Anyway, I had one of those lucid moments walking by this couple. I looked the man in the eye, and I saw his face as if he were really 17 and was wearing make-up or prosthetics to make himself appear older. It was like he was wearing an age mask.

I'm coming up on my twentieth birthday here soon, and it has me thinking a lot about getting older and how we age. It's akin to that feeling you have every year on your birthday, when you think you should feel different now that you're a year older, but you never do. It just feels like another day in your life. Except that I'm about to have that feeling for the twentieth time. Two decades. 


Poncho regularly remarks on how odd it is that she can remember specific events clearly up so some fifteen or sixteen years ago. I curled up in a ball and groaned about feeling old last time she mentioned anything to the effect.

I'm not a particularly astute observer, as you may or may not know.

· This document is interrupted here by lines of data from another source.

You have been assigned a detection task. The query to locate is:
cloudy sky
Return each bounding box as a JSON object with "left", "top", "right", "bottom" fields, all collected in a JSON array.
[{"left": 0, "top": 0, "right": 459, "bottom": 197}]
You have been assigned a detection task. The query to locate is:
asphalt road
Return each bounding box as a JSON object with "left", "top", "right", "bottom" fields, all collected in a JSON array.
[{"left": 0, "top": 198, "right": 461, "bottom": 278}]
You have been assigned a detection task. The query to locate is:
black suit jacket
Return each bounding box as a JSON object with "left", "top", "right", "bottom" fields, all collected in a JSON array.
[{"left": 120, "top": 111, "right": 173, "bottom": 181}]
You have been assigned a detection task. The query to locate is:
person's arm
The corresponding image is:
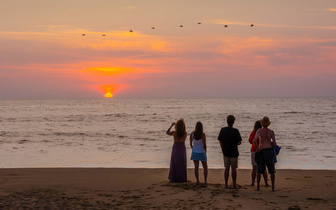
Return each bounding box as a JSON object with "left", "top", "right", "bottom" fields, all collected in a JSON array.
[
  {"left": 271, "top": 130, "right": 277, "bottom": 146},
  {"left": 237, "top": 130, "right": 242, "bottom": 145},
  {"left": 166, "top": 122, "right": 175, "bottom": 136},
  {"left": 190, "top": 132, "right": 193, "bottom": 148},
  {"left": 217, "top": 129, "right": 223, "bottom": 150},
  {"left": 253, "top": 129, "right": 260, "bottom": 150},
  {"left": 202, "top": 133, "right": 207, "bottom": 152},
  {"left": 248, "top": 132, "right": 254, "bottom": 144},
  {"left": 183, "top": 132, "right": 187, "bottom": 142}
]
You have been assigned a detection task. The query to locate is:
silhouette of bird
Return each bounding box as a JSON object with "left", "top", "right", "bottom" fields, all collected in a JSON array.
[
  {"left": 129, "top": 30, "right": 133, "bottom": 33},
  {"left": 197, "top": 22, "right": 201, "bottom": 24},
  {"left": 224, "top": 25, "right": 228, "bottom": 27},
  {"left": 180, "top": 25, "right": 183, "bottom": 27},
  {"left": 151, "top": 27, "right": 155, "bottom": 29},
  {"left": 251, "top": 24, "right": 254, "bottom": 27},
  {"left": 102, "top": 34, "right": 106, "bottom": 36},
  {"left": 82, "top": 34, "right": 86, "bottom": 36}
]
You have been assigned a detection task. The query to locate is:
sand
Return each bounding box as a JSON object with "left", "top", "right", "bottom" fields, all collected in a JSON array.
[{"left": 0, "top": 168, "right": 335, "bottom": 209}]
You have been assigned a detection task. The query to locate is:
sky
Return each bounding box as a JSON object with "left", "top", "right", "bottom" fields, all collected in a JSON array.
[{"left": 0, "top": 0, "right": 335, "bottom": 99}]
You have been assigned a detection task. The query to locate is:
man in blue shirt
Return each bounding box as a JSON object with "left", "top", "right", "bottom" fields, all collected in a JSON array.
[{"left": 217, "top": 115, "right": 242, "bottom": 188}]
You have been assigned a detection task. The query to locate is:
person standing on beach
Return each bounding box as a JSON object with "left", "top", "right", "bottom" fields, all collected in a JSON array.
[
  {"left": 253, "top": 116, "right": 277, "bottom": 191},
  {"left": 217, "top": 115, "right": 242, "bottom": 188},
  {"left": 190, "top": 122, "right": 208, "bottom": 184},
  {"left": 248, "top": 120, "right": 269, "bottom": 187},
  {"left": 166, "top": 119, "right": 187, "bottom": 183}
]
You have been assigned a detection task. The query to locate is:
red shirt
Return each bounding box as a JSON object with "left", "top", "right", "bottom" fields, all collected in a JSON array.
[{"left": 248, "top": 131, "right": 257, "bottom": 152}]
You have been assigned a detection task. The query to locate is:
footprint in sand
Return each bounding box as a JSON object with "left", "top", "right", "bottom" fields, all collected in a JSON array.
[
  {"left": 277, "top": 195, "right": 289, "bottom": 198},
  {"left": 7, "top": 174, "right": 19, "bottom": 176},
  {"left": 306, "top": 197, "right": 326, "bottom": 201},
  {"left": 288, "top": 206, "right": 301, "bottom": 210}
]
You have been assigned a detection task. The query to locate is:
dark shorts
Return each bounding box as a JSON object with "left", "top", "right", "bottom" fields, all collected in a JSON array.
[{"left": 257, "top": 147, "right": 276, "bottom": 174}]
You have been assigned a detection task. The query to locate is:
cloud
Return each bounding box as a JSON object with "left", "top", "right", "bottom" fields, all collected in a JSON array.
[
  {"left": 85, "top": 67, "right": 134, "bottom": 76},
  {"left": 124, "top": 6, "right": 135, "bottom": 10},
  {"left": 328, "top": 8, "right": 336, "bottom": 12},
  {"left": 210, "top": 19, "right": 251, "bottom": 26}
]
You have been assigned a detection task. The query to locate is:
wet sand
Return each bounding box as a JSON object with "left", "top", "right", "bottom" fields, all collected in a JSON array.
[{"left": 0, "top": 168, "right": 335, "bottom": 209}]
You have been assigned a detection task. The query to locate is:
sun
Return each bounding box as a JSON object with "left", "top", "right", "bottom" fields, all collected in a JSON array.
[{"left": 104, "top": 92, "right": 113, "bottom": 98}]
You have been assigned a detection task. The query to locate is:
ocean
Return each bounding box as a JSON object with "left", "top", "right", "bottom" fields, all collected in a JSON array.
[{"left": 0, "top": 97, "right": 335, "bottom": 169}]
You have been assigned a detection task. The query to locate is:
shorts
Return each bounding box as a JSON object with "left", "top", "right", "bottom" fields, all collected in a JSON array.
[
  {"left": 223, "top": 156, "right": 238, "bottom": 169},
  {"left": 191, "top": 152, "right": 207, "bottom": 162},
  {"left": 251, "top": 152, "right": 257, "bottom": 166},
  {"left": 257, "top": 148, "right": 276, "bottom": 174}
]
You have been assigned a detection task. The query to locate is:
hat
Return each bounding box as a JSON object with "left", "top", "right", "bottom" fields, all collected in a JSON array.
[{"left": 260, "top": 117, "right": 271, "bottom": 127}]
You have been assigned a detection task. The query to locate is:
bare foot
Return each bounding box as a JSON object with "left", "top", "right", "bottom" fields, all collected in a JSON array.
[{"left": 272, "top": 188, "right": 276, "bottom": 192}]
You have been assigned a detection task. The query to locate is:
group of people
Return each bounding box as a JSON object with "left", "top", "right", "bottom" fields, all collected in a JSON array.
[{"left": 166, "top": 115, "right": 277, "bottom": 191}]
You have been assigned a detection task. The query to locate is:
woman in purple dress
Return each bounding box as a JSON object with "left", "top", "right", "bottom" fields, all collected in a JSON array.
[{"left": 166, "top": 119, "right": 187, "bottom": 182}]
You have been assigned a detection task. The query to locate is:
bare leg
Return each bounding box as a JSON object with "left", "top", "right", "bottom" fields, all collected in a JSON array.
[
  {"left": 232, "top": 167, "right": 237, "bottom": 188},
  {"left": 250, "top": 165, "right": 257, "bottom": 186},
  {"left": 194, "top": 160, "right": 200, "bottom": 183},
  {"left": 201, "top": 161, "right": 208, "bottom": 184},
  {"left": 271, "top": 174, "right": 276, "bottom": 191},
  {"left": 224, "top": 167, "right": 230, "bottom": 188},
  {"left": 263, "top": 170, "right": 269, "bottom": 186},
  {"left": 256, "top": 173, "right": 261, "bottom": 191}
]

I tend to not notice things until they're right in front of my face, painted bright red and translated into layman's terms and then explained to me step by step by Mr. Rogers or Bill Nye with his cool little dinosaur explanations. I am however a highly intelligent person, and I notice things that aren't obvious without even paying them much attention.

As it is, I barely know other people exist unless I care to pay them specific attention. I don't do it on purpose, as in ignoring them intentionally. I just don't stop to consider other people unless I'm prompted to. This isn't something that everyone does, I know. There are many people that are highly conscious of other people around them all the time, and they notice a lot of things that I miss. I make sure to have at least one of those kinds of people around as often as is possible so I have a pair of eyes on my social blind spots.


So maybe I'm just slow or crazy for only just putting thoughts to this particular phenomenon, but who knows. Here goes anyway.

It's weird to think about other people from the perspective that they are also conscious, reasoning, and self-aware creatures who have lived many many years on this earth with their own experiences and interactions and relationships. I saw this couple with their age-masks, and I realized that this was another human being living life on the same planet, dealing with all the same needs as myself and having to face a lot of the same troubles I do. I realized that this man was once 19 going on 20 and seeing life with the same eyes I do now.

It's difficult for me to imagine getting older being any different because I have no idea of how life is going to change me or affect who I am now as I age. I'd like to think that I won't be too different. But then I'd just be 19-year old Mister Ludeman walking around with a 30/40/50-year old age-mask on, and that doesn't stand up in the face of logic. I may be very much the same person, but I'll undoubtedly be shaped differently due to all my time spent living in this fleshy meatsack of a body on this silly little planet in the vast expanse of our endless universe.


Do you feel old, audience? Do you look in the mirror and see yourself as the same old you, but wearing an age-mask? Or does the face in the mirror show you a different person entirely, this new creature you have become over the years, shaped by the life you've lived and the choices you've made?